Neuroinflammation and schizophrenia: The role of Toxoplasma gondii infection and astrocytic dysfunction

Abstract

Obligate intracellular pathogens such as the protozoan Toxoplasma gondii exploit host cell mechanisms to facilitate their survival and replication. While T. gondii can infect any nucleated mammalian cell, it exhibits a particular affinity for central nervous system cells, including neurons, astrocytes, and microglia. Among these, astrocytes play a pivotal role in maintaining neuroimmune balance, and their infection by T. gondii induces structural and functional alterations. Emerging evidence suggests that these changes may contribute to the pathophysiology of schizophrenia (SCZ).
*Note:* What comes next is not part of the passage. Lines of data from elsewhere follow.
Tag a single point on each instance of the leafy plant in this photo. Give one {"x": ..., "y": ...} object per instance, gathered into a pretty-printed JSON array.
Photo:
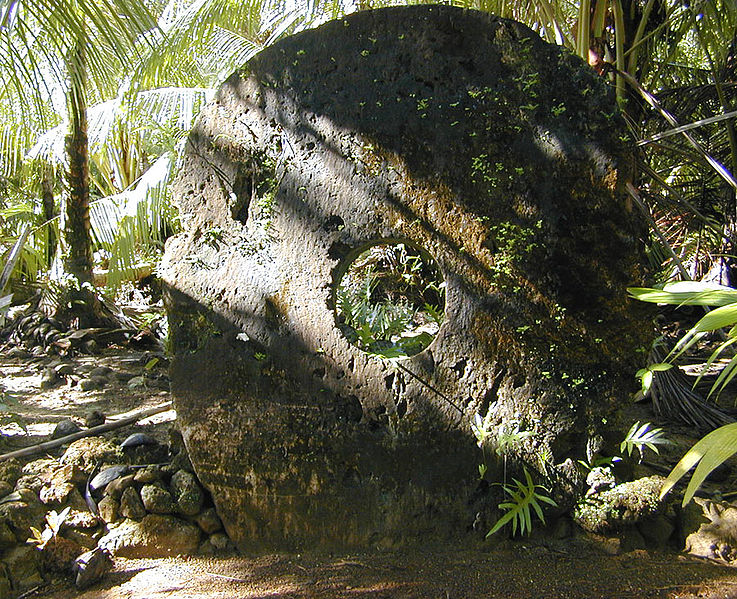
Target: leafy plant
[
  {"x": 524, "y": 498},
  {"x": 724, "y": 301},
  {"x": 640, "y": 437},
  {"x": 708, "y": 453},
  {"x": 720, "y": 444},
  {"x": 54, "y": 522}
]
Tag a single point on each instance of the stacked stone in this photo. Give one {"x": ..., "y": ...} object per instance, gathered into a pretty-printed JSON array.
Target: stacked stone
[{"x": 147, "y": 511}]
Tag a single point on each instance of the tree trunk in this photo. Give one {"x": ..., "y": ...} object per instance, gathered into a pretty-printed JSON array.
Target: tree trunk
[
  {"x": 76, "y": 234},
  {"x": 47, "y": 197}
]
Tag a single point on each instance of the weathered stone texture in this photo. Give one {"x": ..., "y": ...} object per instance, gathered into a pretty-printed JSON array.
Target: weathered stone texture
[{"x": 457, "y": 132}]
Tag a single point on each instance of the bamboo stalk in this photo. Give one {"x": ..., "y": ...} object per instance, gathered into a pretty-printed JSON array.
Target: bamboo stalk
[{"x": 103, "y": 428}]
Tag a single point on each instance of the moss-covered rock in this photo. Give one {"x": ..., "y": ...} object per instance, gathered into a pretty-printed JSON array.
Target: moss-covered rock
[
  {"x": 465, "y": 136},
  {"x": 623, "y": 505}
]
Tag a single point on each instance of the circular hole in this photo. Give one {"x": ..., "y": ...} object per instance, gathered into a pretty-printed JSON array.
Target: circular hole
[{"x": 390, "y": 300}]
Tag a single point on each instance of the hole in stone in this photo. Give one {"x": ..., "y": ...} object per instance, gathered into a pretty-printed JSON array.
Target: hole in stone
[{"x": 390, "y": 300}]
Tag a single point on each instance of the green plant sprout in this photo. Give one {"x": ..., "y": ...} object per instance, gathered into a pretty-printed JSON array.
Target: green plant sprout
[
  {"x": 524, "y": 498},
  {"x": 640, "y": 437},
  {"x": 54, "y": 522}
]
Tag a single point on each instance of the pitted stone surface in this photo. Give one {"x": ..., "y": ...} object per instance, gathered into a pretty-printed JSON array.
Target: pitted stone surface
[{"x": 458, "y": 132}]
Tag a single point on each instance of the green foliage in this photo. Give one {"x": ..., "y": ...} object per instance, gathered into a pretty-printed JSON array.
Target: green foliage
[
  {"x": 640, "y": 437},
  {"x": 711, "y": 451},
  {"x": 524, "y": 498},
  {"x": 383, "y": 301},
  {"x": 54, "y": 522}
]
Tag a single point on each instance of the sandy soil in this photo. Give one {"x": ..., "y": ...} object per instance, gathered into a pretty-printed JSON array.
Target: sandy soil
[{"x": 522, "y": 569}]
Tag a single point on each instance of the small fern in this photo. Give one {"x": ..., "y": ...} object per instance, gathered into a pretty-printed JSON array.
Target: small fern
[
  {"x": 524, "y": 499},
  {"x": 643, "y": 436}
]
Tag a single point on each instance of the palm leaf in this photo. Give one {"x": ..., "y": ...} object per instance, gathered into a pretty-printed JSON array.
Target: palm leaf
[{"x": 708, "y": 453}]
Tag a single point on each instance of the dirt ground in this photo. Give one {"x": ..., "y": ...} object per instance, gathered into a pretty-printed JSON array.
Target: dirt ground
[{"x": 519, "y": 569}]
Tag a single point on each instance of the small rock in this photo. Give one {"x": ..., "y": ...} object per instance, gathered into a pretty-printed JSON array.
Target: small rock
[
  {"x": 7, "y": 538},
  {"x": 50, "y": 379},
  {"x": 119, "y": 485},
  {"x": 157, "y": 500},
  {"x": 137, "y": 383},
  {"x": 103, "y": 478},
  {"x": 101, "y": 371},
  {"x": 22, "y": 563},
  {"x": 148, "y": 475},
  {"x": 209, "y": 521},
  {"x": 63, "y": 481},
  {"x": 138, "y": 439},
  {"x": 59, "y": 554},
  {"x": 89, "y": 568},
  {"x": 20, "y": 516},
  {"x": 82, "y": 519},
  {"x": 94, "y": 418},
  {"x": 90, "y": 451},
  {"x": 131, "y": 505},
  {"x": 92, "y": 383},
  {"x": 187, "y": 493},
  {"x": 108, "y": 509},
  {"x": 83, "y": 539},
  {"x": 64, "y": 428},
  {"x": 10, "y": 471},
  {"x": 5, "y": 588},
  {"x": 220, "y": 541},
  {"x": 5, "y": 489},
  {"x": 154, "y": 536},
  {"x": 709, "y": 529},
  {"x": 657, "y": 531},
  {"x": 64, "y": 369}
]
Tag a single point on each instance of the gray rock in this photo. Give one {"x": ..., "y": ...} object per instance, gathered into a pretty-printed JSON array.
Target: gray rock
[
  {"x": 131, "y": 505},
  {"x": 22, "y": 563},
  {"x": 5, "y": 588},
  {"x": 91, "y": 567},
  {"x": 220, "y": 541},
  {"x": 454, "y": 168},
  {"x": 64, "y": 369},
  {"x": 137, "y": 383},
  {"x": 19, "y": 516},
  {"x": 94, "y": 418},
  {"x": 157, "y": 499},
  {"x": 5, "y": 488},
  {"x": 7, "y": 538},
  {"x": 108, "y": 509},
  {"x": 18, "y": 353},
  {"x": 709, "y": 529},
  {"x": 50, "y": 379},
  {"x": 61, "y": 483},
  {"x": 117, "y": 487},
  {"x": 101, "y": 371},
  {"x": 65, "y": 427},
  {"x": 625, "y": 504},
  {"x": 87, "y": 453},
  {"x": 187, "y": 493},
  {"x": 148, "y": 475},
  {"x": 657, "y": 531},
  {"x": 209, "y": 521},
  {"x": 91, "y": 383},
  {"x": 154, "y": 536}
]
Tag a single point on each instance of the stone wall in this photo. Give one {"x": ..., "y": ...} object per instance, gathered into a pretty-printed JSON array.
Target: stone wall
[{"x": 464, "y": 135}]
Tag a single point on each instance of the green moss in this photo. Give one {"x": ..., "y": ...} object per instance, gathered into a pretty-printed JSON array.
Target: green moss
[{"x": 625, "y": 504}]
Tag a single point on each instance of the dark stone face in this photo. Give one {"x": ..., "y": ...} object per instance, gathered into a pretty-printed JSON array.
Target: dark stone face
[{"x": 467, "y": 137}]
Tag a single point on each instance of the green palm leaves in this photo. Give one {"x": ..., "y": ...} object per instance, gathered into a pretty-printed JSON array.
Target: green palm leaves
[{"x": 524, "y": 499}]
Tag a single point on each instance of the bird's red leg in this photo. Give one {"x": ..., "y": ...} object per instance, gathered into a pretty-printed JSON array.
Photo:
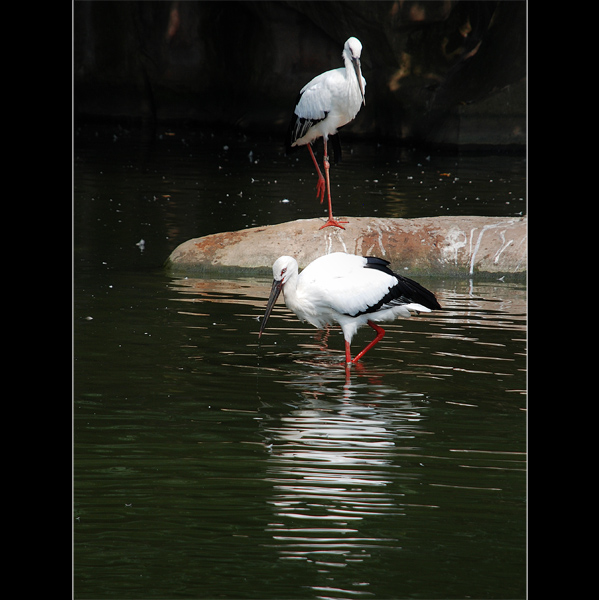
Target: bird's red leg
[
  {"x": 331, "y": 221},
  {"x": 347, "y": 353},
  {"x": 320, "y": 186},
  {"x": 380, "y": 333}
]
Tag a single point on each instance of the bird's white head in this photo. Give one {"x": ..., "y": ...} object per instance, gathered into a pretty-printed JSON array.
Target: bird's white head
[
  {"x": 354, "y": 47},
  {"x": 352, "y": 50},
  {"x": 283, "y": 268}
]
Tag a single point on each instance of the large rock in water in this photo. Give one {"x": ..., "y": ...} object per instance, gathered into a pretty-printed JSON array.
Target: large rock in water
[{"x": 440, "y": 246}]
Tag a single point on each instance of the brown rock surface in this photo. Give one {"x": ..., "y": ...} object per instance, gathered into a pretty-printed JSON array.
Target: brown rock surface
[{"x": 441, "y": 246}]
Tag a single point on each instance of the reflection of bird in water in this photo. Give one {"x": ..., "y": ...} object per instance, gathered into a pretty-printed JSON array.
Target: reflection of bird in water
[
  {"x": 329, "y": 101},
  {"x": 347, "y": 289}
]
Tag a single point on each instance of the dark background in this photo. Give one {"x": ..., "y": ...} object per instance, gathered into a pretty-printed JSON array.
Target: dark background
[{"x": 438, "y": 73}]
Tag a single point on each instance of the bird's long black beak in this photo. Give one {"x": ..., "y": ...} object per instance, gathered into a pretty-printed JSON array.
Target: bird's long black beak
[
  {"x": 277, "y": 286},
  {"x": 358, "y": 70}
]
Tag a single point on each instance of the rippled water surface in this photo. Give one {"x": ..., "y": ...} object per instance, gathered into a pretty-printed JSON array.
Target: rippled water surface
[{"x": 211, "y": 464}]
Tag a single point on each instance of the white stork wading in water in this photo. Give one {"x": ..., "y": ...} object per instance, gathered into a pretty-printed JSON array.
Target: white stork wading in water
[
  {"x": 347, "y": 289},
  {"x": 326, "y": 103}
]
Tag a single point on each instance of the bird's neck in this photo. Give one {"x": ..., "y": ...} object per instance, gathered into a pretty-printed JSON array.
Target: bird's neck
[{"x": 290, "y": 291}]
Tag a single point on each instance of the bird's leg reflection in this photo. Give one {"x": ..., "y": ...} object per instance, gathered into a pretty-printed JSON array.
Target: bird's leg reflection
[{"x": 320, "y": 186}]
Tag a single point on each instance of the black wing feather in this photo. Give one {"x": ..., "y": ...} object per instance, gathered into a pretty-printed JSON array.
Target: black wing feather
[{"x": 405, "y": 291}]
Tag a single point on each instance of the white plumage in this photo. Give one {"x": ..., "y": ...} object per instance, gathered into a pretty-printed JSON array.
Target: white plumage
[
  {"x": 347, "y": 289},
  {"x": 325, "y": 104}
]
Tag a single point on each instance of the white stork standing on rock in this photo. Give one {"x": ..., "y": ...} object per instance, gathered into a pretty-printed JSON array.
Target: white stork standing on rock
[
  {"x": 347, "y": 289},
  {"x": 329, "y": 101}
]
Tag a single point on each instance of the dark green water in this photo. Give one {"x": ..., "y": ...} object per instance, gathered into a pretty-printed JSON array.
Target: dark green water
[{"x": 207, "y": 465}]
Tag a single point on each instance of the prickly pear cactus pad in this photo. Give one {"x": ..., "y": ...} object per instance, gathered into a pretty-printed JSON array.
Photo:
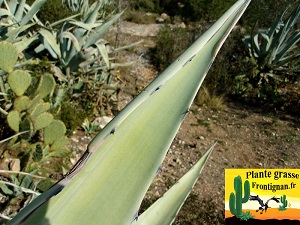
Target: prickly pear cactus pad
[
  {"x": 8, "y": 56},
  {"x": 19, "y": 81},
  {"x": 22, "y": 103},
  {"x": 47, "y": 85}
]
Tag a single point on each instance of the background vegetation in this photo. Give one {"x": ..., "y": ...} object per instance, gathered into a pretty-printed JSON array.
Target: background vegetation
[{"x": 87, "y": 95}]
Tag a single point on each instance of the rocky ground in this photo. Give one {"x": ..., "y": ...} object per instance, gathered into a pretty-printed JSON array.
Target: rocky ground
[{"x": 246, "y": 137}]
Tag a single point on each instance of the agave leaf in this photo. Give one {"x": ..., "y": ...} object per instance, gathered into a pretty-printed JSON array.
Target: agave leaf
[
  {"x": 50, "y": 43},
  {"x": 287, "y": 46},
  {"x": 91, "y": 16},
  {"x": 25, "y": 42},
  {"x": 12, "y": 5},
  {"x": 12, "y": 34},
  {"x": 109, "y": 182},
  {"x": 165, "y": 209},
  {"x": 33, "y": 10}
]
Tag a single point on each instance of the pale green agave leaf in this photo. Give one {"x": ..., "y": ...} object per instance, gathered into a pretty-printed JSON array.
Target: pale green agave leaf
[
  {"x": 109, "y": 182},
  {"x": 165, "y": 209},
  {"x": 8, "y": 56},
  {"x": 36, "y": 6}
]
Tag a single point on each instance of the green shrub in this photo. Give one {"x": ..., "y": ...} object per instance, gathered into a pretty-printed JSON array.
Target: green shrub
[
  {"x": 52, "y": 11},
  {"x": 170, "y": 43}
]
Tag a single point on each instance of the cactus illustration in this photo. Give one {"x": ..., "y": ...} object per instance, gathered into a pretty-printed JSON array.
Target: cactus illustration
[
  {"x": 236, "y": 200},
  {"x": 284, "y": 203}
]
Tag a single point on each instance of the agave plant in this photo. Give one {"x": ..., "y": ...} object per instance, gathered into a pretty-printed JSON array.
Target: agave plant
[
  {"x": 16, "y": 17},
  {"x": 108, "y": 183},
  {"x": 276, "y": 47}
]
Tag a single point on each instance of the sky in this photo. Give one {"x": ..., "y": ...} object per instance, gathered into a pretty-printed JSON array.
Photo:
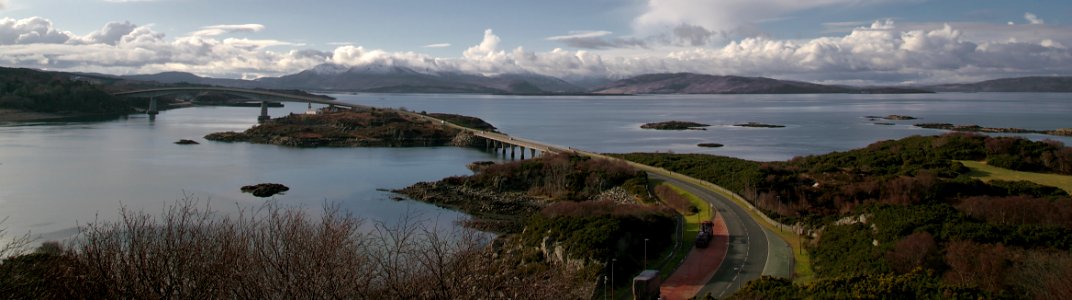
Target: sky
[{"x": 855, "y": 42}]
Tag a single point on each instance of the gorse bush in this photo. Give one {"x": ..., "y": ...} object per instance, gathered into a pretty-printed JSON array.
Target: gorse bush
[{"x": 271, "y": 253}]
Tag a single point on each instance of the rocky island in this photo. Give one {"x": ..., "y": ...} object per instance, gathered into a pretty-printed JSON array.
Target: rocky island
[
  {"x": 674, "y": 125},
  {"x": 368, "y": 128},
  {"x": 892, "y": 117},
  {"x": 265, "y": 190}
]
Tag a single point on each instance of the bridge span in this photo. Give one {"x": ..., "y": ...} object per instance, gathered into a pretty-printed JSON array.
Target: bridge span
[
  {"x": 754, "y": 251},
  {"x": 264, "y": 95}
]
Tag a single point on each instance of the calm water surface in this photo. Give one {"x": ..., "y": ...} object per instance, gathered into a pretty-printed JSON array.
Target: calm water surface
[{"x": 55, "y": 176}]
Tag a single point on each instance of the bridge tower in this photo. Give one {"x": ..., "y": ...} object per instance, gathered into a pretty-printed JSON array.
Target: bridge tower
[
  {"x": 153, "y": 110},
  {"x": 264, "y": 113}
]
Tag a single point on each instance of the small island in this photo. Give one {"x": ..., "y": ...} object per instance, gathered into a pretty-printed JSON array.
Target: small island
[
  {"x": 675, "y": 125},
  {"x": 265, "y": 190},
  {"x": 892, "y": 117},
  {"x": 366, "y": 128},
  {"x": 761, "y": 125}
]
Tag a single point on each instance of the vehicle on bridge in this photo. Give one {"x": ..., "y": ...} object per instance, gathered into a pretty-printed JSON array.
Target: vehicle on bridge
[
  {"x": 646, "y": 284},
  {"x": 705, "y": 235}
]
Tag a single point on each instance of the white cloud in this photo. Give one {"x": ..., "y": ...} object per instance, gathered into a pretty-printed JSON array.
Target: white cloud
[
  {"x": 223, "y": 29},
  {"x": 1033, "y": 19},
  {"x": 127, "y": 48},
  {"x": 595, "y": 40},
  {"x": 110, "y": 33},
  {"x": 580, "y": 34},
  {"x": 881, "y": 53},
  {"x": 694, "y": 23},
  {"x": 33, "y": 30}
]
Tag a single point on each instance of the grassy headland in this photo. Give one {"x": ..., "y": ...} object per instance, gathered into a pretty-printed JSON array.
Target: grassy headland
[
  {"x": 988, "y": 173},
  {"x": 905, "y": 218}
]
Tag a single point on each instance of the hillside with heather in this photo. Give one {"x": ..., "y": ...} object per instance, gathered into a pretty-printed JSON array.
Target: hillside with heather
[{"x": 906, "y": 219}]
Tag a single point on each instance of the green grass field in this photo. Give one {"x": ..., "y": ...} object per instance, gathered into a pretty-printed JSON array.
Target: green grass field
[{"x": 987, "y": 173}]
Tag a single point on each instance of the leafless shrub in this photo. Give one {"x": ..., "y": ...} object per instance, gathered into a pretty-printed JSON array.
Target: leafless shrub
[
  {"x": 190, "y": 252},
  {"x": 12, "y": 245}
]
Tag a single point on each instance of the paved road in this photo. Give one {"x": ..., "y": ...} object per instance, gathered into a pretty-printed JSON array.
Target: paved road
[{"x": 748, "y": 242}]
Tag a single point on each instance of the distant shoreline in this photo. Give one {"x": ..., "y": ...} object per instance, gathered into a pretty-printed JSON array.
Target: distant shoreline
[{"x": 9, "y": 115}]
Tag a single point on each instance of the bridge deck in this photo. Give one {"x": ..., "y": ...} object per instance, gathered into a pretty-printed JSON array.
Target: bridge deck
[{"x": 261, "y": 94}]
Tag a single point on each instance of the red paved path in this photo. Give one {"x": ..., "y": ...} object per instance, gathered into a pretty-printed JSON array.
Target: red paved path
[{"x": 699, "y": 266}]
Although a direct causal link between T. gondii-induced astrocytic dysfunction and SCZ remains unproven, infection has been associated with increased kynurenic acid production, elevated dopamine levels, and heightened inflammatory cytokines—all of which are implicated in SCZ pathology. Additionally, T. gondii infection disrupts crucial neurobiological processes, including N-methyl-d-aspartate receptor signaling, blood-brain barrier integrity, and gray matter volume, further aligning with SCZ-associated neuropathology. This review underscores the need for targeted research into T. gondii-mediated astrocytic dysfunction as a potential factor in SCZ development. Understanding the mechanistic links between T. gondii infection, astrocytic alterations, and psychiatric disorders may open new avenues for therapeutic interventions.